But it would wrong to draw the conclusion, from the hype accompanying the article, that working is incompatible with mothering.

First, she is writing from a particularly American perspective, a land of no mandated maternity leave, and of an elite work culture characterized by boasts of working long hours, called being “time-macho.” Australians work long hours, but boast of leisure time; we expect women to take six to 12 months maternity leave, and, often, return to work part-time after the birth of a child.

Second, Slaughter returned to Princeton as a professor. This is what she considers scaling down: “I teach a full course load; write regular print and online columns on foreign policy; give 40 to 50 speeches a year; appear regularly on TV and radio; and am working on a new academic book.”

Third, at a time of a global recession and high divorce rates, few women have the luxury to not work. For most, the problem now is not so much working hours, but the precipitous drop in real incomes, the extraordinary gap between rich and poor, the shrinking of the middle class, and extensive layoffs.
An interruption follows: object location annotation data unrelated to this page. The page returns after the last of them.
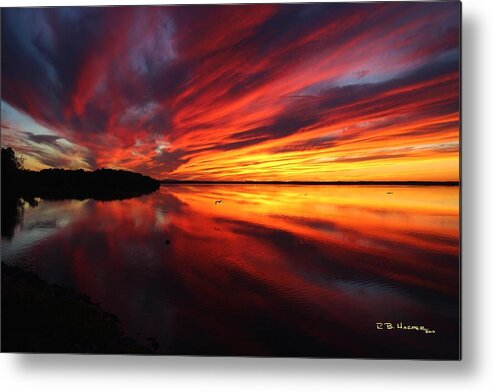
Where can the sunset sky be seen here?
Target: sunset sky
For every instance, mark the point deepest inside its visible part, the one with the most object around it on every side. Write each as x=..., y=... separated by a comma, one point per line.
x=320, y=92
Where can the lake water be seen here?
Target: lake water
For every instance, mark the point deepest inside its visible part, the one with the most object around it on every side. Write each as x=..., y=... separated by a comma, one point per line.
x=284, y=270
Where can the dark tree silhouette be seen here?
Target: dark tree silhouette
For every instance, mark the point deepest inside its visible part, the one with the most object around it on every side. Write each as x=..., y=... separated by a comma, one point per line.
x=10, y=162
x=20, y=185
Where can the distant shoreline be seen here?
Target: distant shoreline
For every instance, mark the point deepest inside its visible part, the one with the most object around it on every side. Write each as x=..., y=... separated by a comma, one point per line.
x=388, y=183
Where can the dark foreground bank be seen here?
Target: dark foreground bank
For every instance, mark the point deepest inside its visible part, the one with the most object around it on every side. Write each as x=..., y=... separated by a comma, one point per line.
x=101, y=184
x=40, y=317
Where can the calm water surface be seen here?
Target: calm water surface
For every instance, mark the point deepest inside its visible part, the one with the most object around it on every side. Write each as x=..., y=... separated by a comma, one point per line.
x=271, y=270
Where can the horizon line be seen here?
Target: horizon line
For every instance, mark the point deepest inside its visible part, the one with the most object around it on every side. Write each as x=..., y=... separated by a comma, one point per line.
x=276, y=182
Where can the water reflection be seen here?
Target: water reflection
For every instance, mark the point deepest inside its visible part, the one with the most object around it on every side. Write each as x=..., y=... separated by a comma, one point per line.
x=271, y=270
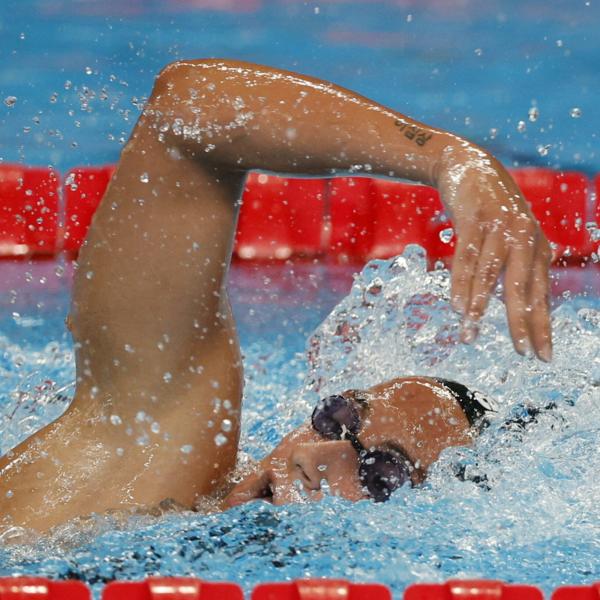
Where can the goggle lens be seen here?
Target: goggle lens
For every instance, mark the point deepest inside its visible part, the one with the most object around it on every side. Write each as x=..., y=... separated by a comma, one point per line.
x=381, y=473
x=334, y=413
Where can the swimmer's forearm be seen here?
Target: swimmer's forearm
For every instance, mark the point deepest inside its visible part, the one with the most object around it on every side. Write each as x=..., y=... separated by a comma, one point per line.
x=245, y=116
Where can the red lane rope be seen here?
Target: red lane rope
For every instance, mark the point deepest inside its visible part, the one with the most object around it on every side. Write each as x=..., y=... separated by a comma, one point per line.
x=345, y=218
x=189, y=588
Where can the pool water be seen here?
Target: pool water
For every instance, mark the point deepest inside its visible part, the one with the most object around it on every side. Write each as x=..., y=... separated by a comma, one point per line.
x=526, y=509
x=518, y=76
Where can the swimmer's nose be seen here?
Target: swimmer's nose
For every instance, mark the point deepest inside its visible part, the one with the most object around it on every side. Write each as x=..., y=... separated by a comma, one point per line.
x=307, y=467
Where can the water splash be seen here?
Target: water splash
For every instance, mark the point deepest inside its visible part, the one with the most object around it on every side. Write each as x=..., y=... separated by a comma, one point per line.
x=524, y=506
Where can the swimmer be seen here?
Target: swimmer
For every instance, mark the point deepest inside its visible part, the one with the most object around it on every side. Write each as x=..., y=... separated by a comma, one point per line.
x=158, y=364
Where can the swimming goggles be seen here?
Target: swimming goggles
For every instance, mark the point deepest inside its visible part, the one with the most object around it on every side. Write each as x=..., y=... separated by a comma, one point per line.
x=380, y=471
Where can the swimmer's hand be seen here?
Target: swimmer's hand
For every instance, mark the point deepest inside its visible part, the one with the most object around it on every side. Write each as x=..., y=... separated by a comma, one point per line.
x=496, y=233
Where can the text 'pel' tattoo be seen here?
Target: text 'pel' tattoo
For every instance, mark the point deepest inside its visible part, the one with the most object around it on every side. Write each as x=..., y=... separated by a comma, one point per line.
x=420, y=136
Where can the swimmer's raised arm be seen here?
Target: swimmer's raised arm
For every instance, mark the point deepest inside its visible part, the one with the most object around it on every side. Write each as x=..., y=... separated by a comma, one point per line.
x=156, y=408
x=238, y=116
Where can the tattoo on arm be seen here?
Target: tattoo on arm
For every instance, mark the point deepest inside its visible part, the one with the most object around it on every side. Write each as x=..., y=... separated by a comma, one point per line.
x=420, y=136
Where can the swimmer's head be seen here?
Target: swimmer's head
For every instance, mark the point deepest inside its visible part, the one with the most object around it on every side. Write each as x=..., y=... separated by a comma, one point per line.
x=353, y=447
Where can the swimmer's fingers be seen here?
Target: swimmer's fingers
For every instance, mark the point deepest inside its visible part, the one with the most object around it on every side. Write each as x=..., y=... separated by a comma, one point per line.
x=464, y=263
x=490, y=264
x=519, y=270
x=539, y=300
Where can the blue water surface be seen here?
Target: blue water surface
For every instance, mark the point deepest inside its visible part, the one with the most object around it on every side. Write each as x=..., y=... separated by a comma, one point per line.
x=73, y=75
x=80, y=69
x=536, y=518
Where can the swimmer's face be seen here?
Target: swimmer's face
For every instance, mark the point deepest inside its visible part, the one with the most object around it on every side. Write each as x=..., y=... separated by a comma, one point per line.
x=304, y=464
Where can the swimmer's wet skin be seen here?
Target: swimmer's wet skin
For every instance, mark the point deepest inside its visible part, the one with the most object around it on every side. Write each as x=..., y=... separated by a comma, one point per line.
x=150, y=316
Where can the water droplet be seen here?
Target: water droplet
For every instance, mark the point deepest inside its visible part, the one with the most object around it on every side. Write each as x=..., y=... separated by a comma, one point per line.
x=543, y=149
x=220, y=439
x=446, y=235
x=534, y=113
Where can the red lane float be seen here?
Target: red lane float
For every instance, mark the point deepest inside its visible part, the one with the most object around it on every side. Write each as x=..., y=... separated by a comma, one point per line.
x=28, y=210
x=84, y=189
x=409, y=214
x=349, y=228
x=171, y=588
x=321, y=589
x=280, y=217
x=346, y=218
x=559, y=202
x=576, y=592
x=38, y=588
x=472, y=590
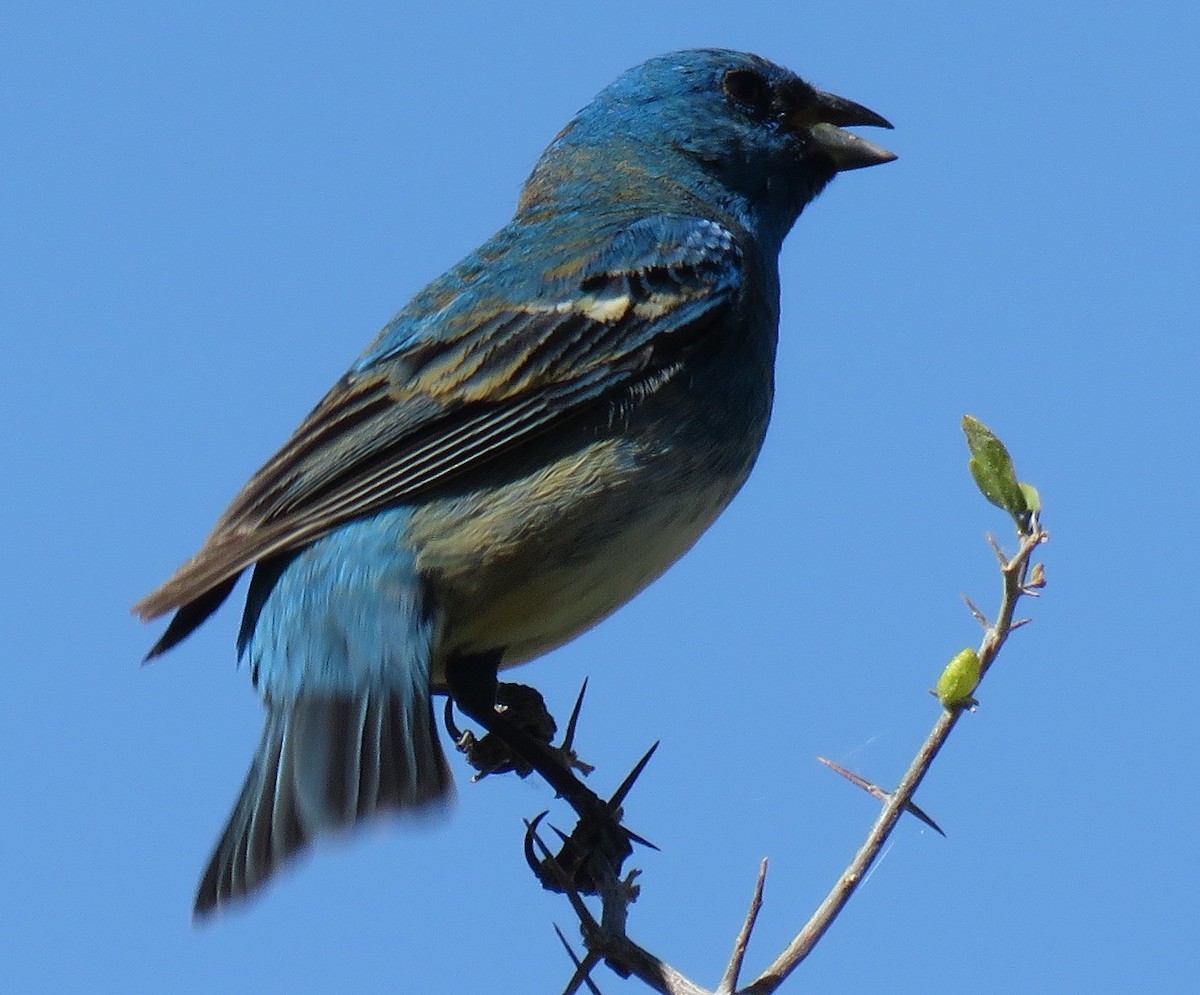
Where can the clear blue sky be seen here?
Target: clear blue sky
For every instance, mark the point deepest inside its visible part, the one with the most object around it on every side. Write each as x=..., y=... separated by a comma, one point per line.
x=209, y=208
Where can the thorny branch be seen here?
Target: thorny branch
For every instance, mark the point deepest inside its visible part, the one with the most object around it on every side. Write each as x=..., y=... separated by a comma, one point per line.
x=606, y=939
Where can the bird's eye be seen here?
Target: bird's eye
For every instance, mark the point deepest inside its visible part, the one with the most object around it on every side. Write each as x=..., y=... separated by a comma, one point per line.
x=749, y=90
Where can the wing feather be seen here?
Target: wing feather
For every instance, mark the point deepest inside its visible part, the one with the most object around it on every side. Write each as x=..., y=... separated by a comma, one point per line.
x=439, y=395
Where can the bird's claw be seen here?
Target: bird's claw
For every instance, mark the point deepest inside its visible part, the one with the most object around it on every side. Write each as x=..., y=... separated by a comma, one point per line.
x=523, y=706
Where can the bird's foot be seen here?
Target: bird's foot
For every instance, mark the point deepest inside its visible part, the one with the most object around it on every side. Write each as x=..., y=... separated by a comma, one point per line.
x=525, y=708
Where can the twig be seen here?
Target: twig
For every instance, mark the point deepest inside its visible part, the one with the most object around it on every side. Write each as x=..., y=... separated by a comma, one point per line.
x=733, y=971
x=1013, y=571
x=607, y=939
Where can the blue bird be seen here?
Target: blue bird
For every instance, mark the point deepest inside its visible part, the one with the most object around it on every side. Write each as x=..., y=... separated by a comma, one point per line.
x=533, y=439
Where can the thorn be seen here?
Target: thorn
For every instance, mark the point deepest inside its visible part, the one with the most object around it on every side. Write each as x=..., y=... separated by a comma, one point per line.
x=730, y=981
x=582, y=967
x=573, y=894
x=625, y=785
x=569, y=736
x=879, y=793
x=912, y=808
x=531, y=834
x=979, y=616
x=448, y=720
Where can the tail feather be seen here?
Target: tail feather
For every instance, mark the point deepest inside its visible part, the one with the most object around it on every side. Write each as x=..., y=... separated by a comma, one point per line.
x=322, y=766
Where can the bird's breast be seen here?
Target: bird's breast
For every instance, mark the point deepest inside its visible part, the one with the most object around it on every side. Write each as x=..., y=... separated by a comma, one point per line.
x=529, y=562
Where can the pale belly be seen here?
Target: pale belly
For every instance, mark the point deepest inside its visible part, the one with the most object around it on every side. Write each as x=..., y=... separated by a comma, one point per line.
x=532, y=565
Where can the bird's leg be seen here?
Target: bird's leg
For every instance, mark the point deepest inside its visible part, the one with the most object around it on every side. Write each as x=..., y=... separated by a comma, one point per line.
x=473, y=685
x=526, y=708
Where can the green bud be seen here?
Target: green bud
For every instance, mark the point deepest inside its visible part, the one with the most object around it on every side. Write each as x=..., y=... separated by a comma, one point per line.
x=959, y=681
x=993, y=469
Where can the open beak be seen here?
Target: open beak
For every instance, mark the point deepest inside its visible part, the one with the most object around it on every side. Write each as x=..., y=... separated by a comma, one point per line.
x=827, y=115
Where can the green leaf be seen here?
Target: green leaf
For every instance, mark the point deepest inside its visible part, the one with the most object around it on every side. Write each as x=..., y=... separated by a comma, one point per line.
x=1032, y=498
x=959, y=681
x=993, y=469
Fourth, the idea of “having it all” sets up a straw feminist – a kind of Veruca Salt who supposedly promised women endless pie and ice-cream, and well-oiled working and parenting schedules. I know no feminist who touts this, only those who argue that both fathers and mothers should be entitled to leave and flexibility in their workplaces. This is necessary, and practical, not greedy or deceitful. Yet the headline on the video accompanying Slaughter’s piece read: “Have Feminists Sold Women a Fiction?”

Find me a single feminist who has claimed that women are not torn between competing demands of children and bosses – the cliché is “juggle” – and I will bake you twenty apple pies while balancing my children on my head.

Men are torn too. The most recent studies in the US report in recent years men felt a higher degree of work –life guilt than women. We used to expect fathers to simply provide for their children; now we expect a greater commodity than money – time.

But can you really imagine a commencement speech where a high-profile man tells graduating students if they excel, they will inevitably disappoint, and struggle? That if they work and have kids they will be accused of wanting to “have it all”?

No. Yet young women are told this often.

So are mothers, who have long asked for equitable, flexible work practices with reasonable hours, and part time options. Neither men nor women should be discriminated against if they make sacrifices or adjustments for the sake of their families. We should value decisions that put children first.

The problem is not the debate itself; it is a crucial one, and even the experiences of the elite and privileged, in rarified worlds of fortune CEOS or White House advisors is worth examining because they should have clout to make changes, and because, simply, we want women to be able to scale those heights, just as men do.

The problem is the way the debate is framed. Wanting it all? Give me a break.

Or give me large vats of ice-cream and a party full of laughter. I do want that.